Debate sobre a gordofobia no Brasil
Enviada em 12/08/2021
Na obra “homem vitruviano”, do artista renascentista Leonardo da Vinci, é retratado o corpo humano nas proporções ideais e perfeitas. Sob essa óptica, é possível notar que há uma ressignificação da estrutura física padrão desde os tempos remotos, fato que gera uma discriminação com o excesso de peso. Desse modo, os desafios sobre a gordofobia no Brasil a serem enfrentados são o estereótipo corporal idealizado e a falta de acessibilidade a esse público-alvo de preconceitos.
De início, a música “pretty hurts” (a beleza dói), da artista Beyoncé, destaca o padrão reforçado do estereótipo corporal idealizado em seus trechos traduzidos “a moda diz que mais magra é melhor” e “a perfeição é a doença da nação”. Assim, é possível observar a pressão exercida, especialmente sob as mulheres, para esse alcance da magreza ideal que, consequentemente, gera comportamentos gordofóbicos na sociedade, a qual generalizam a ideia errônea que corpo bonito e saudável tem que ser magro. Ademais, é perceptível o preconceito enraizado nas frases que são diariamente bombardeadas nas mídias e nas indústrias de marketing, tais como “você emagreceu e ficou bonito”, “lindo de rosto, falta só emagrecer”, “não quer mais sofrer ao comprar roupas?”; discursos como esses são uma forma de inferiorização às pessoas gordas e esterotipar corpos acima do peso como doentes e feios.
Outrossim, o geógrafo Milton Santos, em sua obra “cidadania mutiladas”, afirma que a democracia só é efetuada ao atingir a totalidade do corpo social, ou seja, quando os direitos são usufruídos por todos.

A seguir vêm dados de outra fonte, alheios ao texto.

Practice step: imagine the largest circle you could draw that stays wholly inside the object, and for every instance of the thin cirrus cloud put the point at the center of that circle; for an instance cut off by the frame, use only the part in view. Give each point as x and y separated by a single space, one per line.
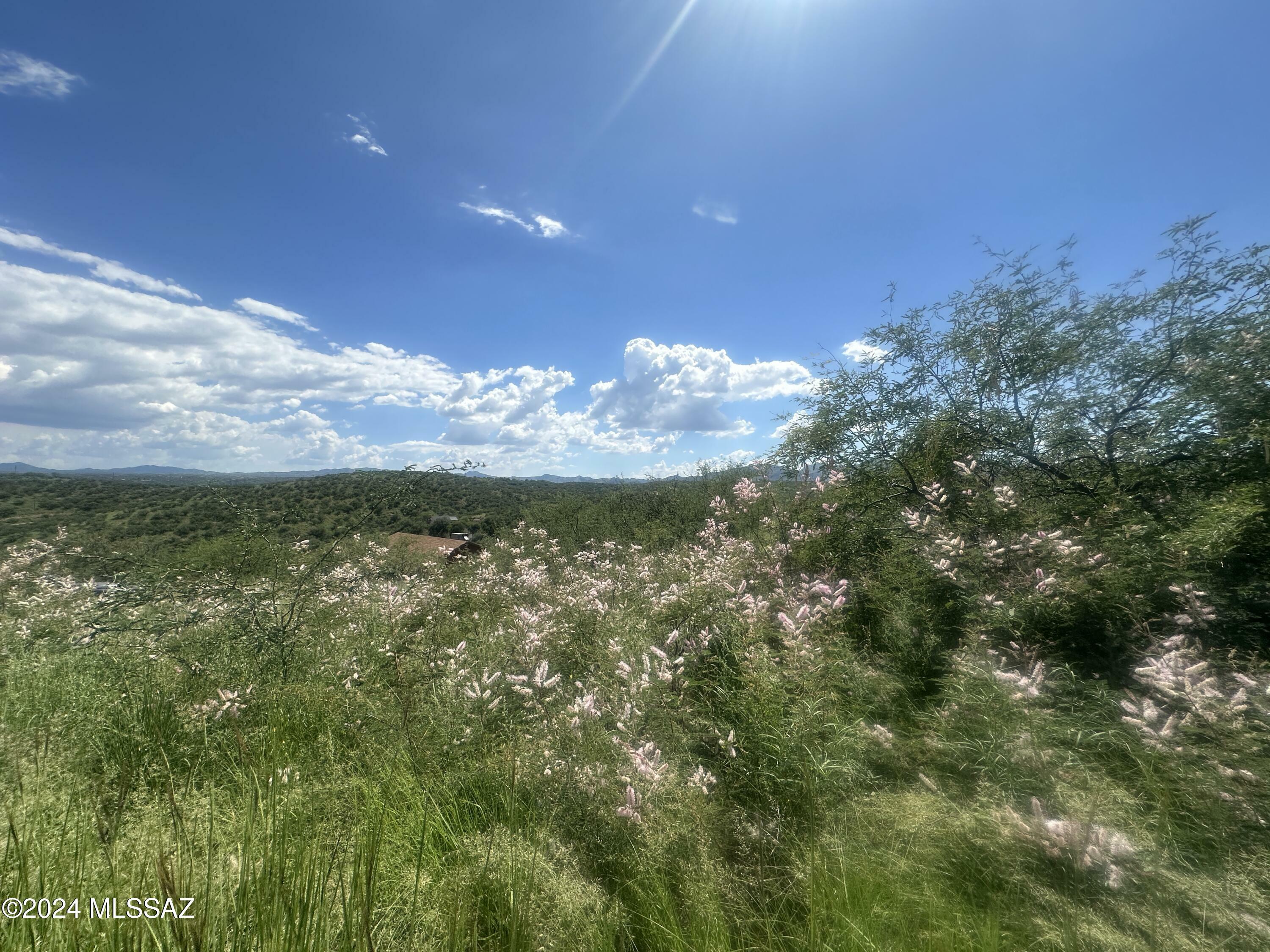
98 267
25 75
263 309
541 225
97 374
722 212
364 139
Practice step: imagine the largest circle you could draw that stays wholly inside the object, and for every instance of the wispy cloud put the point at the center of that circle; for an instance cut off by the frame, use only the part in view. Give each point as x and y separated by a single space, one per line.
364 139
541 225
99 267
550 226
863 352
662 470
263 309
501 215
721 212
25 75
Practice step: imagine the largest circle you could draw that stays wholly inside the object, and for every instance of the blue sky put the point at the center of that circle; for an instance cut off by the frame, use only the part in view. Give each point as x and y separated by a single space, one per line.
595 237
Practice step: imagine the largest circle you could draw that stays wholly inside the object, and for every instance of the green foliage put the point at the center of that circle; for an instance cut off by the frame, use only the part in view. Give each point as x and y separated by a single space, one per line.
990 674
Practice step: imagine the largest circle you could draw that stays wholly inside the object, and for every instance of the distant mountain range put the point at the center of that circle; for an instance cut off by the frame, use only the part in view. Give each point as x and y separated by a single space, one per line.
549 478
167 471
177 471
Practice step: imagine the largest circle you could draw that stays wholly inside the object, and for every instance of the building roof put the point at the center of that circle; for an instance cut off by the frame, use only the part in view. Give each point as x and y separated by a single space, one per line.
450 548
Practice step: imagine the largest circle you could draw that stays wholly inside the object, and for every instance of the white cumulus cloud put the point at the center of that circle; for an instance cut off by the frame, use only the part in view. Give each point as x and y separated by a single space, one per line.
25 75
364 139
263 309
98 375
662 470
550 228
684 388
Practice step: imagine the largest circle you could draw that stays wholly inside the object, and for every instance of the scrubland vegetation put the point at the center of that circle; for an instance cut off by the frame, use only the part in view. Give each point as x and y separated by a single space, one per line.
986 672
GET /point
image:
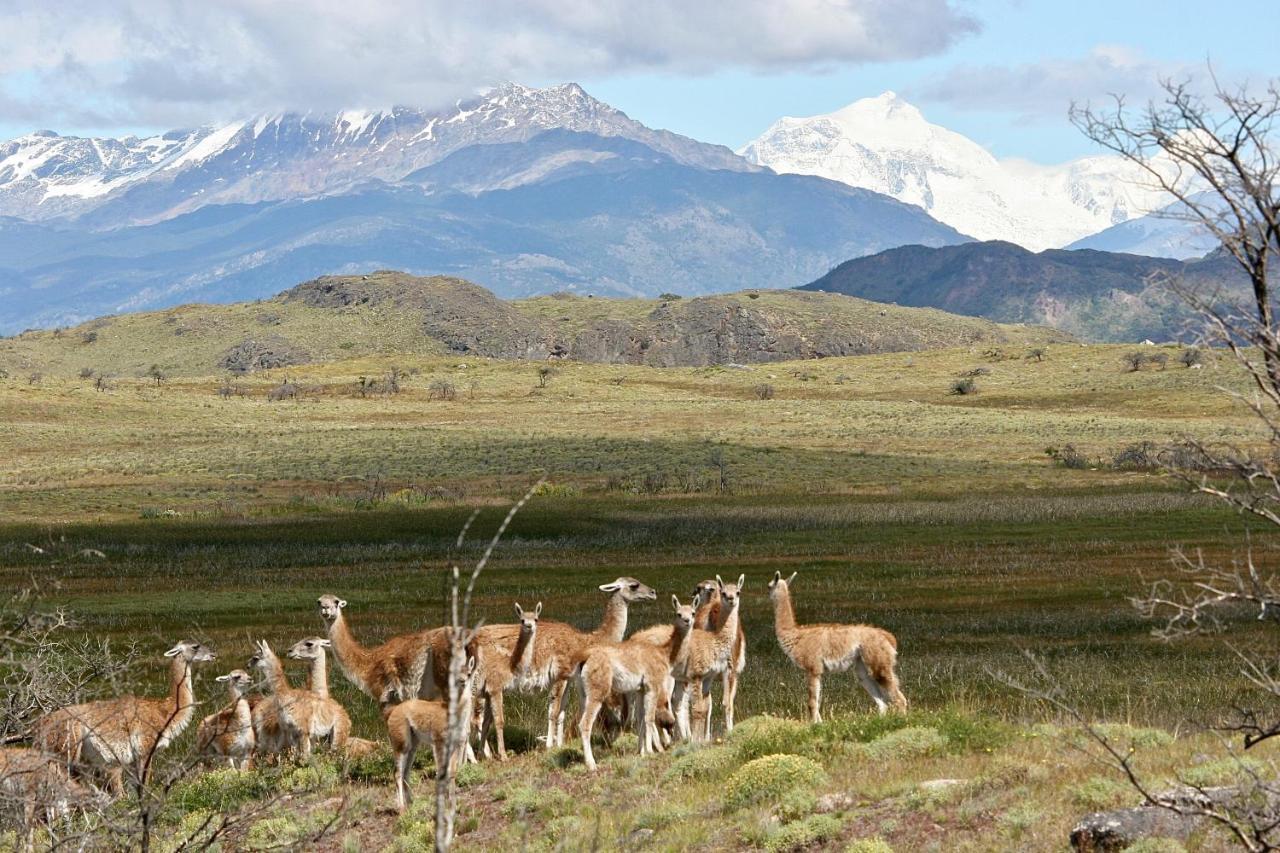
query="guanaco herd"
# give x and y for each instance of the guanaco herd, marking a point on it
(659, 676)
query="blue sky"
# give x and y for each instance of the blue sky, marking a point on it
(1001, 72)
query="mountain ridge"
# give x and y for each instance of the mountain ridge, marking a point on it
(391, 313)
(886, 145)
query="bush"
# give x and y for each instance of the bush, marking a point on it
(874, 844)
(222, 790)
(800, 834)
(1156, 845)
(702, 762)
(906, 743)
(1068, 456)
(1097, 793)
(767, 735)
(769, 779)
(442, 389)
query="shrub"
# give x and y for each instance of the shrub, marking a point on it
(1097, 793)
(442, 389)
(1068, 456)
(222, 790)
(705, 762)
(906, 743)
(800, 834)
(767, 735)
(769, 778)
(1156, 845)
(1228, 770)
(874, 844)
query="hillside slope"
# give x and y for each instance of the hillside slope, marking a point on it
(394, 313)
(1098, 296)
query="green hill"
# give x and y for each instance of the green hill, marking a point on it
(388, 313)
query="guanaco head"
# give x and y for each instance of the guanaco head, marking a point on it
(778, 587)
(630, 589)
(237, 680)
(263, 656)
(330, 607)
(684, 620)
(528, 621)
(191, 652)
(730, 593)
(309, 649)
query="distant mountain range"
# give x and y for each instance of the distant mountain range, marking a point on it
(348, 316)
(524, 191)
(1093, 295)
(886, 145)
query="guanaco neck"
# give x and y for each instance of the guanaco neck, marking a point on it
(784, 617)
(179, 685)
(613, 626)
(708, 614)
(275, 674)
(352, 657)
(522, 655)
(318, 676)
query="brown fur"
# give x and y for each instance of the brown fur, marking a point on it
(36, 788)
(126, 733)
(638, 669)
(392, 671)
(872, 652)
(229, 733)
(416, 721)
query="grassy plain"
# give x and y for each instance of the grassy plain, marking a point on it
(938, 516)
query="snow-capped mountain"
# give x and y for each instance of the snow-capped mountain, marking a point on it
(291, 155)
(886, 145)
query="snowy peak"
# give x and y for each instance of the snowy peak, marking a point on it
(293, 155)
(886, 144)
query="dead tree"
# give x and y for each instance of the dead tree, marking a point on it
(1215, 155)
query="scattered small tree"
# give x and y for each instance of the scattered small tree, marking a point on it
(1134, 360)
(442, 389)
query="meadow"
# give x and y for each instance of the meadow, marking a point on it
(156, 511)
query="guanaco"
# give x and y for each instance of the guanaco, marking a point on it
(229, 733)
(126, 733)
(833, 648)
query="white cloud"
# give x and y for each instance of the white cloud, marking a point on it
(1047, 89)
(174, 62)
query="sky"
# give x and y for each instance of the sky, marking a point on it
(1002, 72)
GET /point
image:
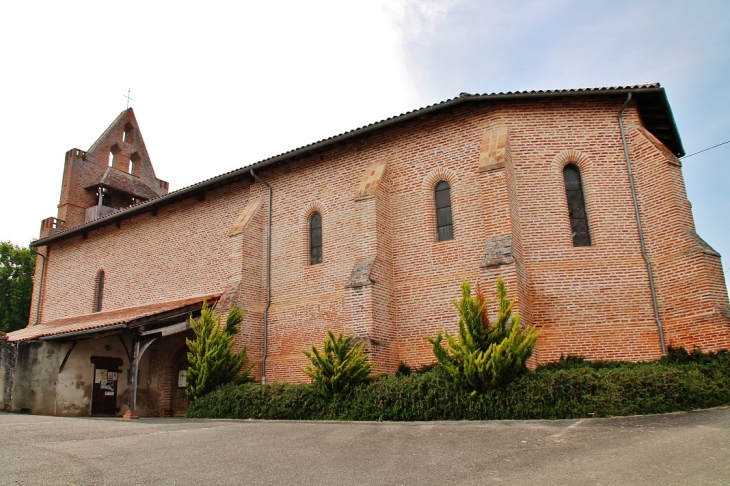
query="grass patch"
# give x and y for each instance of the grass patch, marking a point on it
(567, 389)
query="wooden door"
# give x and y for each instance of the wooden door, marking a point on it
(104, 391)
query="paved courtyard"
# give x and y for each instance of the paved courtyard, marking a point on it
(683, 449)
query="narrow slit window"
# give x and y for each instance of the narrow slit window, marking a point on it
(444, 220)
(576, 206)
(315, 239)
(99, 294)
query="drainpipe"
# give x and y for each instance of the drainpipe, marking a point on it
(40, 287)
(641, 231)
(268, 279)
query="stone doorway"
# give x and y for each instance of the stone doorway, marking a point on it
(104, 391)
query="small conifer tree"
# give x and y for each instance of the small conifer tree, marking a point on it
(484, 355)
(211, 359)
(339, 367)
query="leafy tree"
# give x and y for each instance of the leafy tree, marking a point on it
(339, 367)
(212, 362)
(17, 266)
(484, 355)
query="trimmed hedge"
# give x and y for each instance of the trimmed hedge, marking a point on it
(570, 388)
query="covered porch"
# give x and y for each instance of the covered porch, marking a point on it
(124, 362)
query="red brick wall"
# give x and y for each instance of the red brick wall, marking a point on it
(593, 301)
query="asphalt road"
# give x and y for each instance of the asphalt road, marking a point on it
(685, 449)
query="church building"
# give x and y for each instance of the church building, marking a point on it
(575, 197)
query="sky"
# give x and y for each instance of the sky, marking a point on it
(220, 85)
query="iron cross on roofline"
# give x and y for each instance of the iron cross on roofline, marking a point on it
(129, 90)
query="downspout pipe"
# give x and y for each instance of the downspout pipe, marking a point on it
(641, 230)
(40, 287)
(268, 278)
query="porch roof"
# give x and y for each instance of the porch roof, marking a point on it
(127, 317)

Dessa forma, a falta de acessibilidade das pessoas gordas em catracas de ônibus e assentos, por exemplo, prejudicam a democracia vigente, em que, teoricamente, todos deveriam ter acesso aos transportes públicos e ao bem-estar coletivo. Esse fato gera excluição nesse público-alvo de preconceitos, visto que a maioria dos ambientes, tais como lojas de roupas, cadeiras de aviões e restaurantes, não estão preparados, ou sequer preocupados em atendê-lo, mas, infelizmente, esse assunto é raramente colocado em pauta.
Em suma, para enfrentar os desafios sobre a gordofobia no Brasil, é necessário que o Ministério da Saúde adjunto ao da Educação, divulguem campanhas e debates nas instituições escolares por meio da mídia, meio de maior influência social, a respeito dessa discriminação e seus impactos na sociedade, a fim de desmistificar o estereótipo do corpo gordo como sinônimo de doente. Além disso, o Estado trabalhe para incluir os cidadãos acima do peso, por intermédio de políticas públicas que garantam a acessibilidade em estabelecimentos com espaços adaptados. Assim, a totalidade do corpo social será alcançada, como o geógrafo Milton Santos afirma.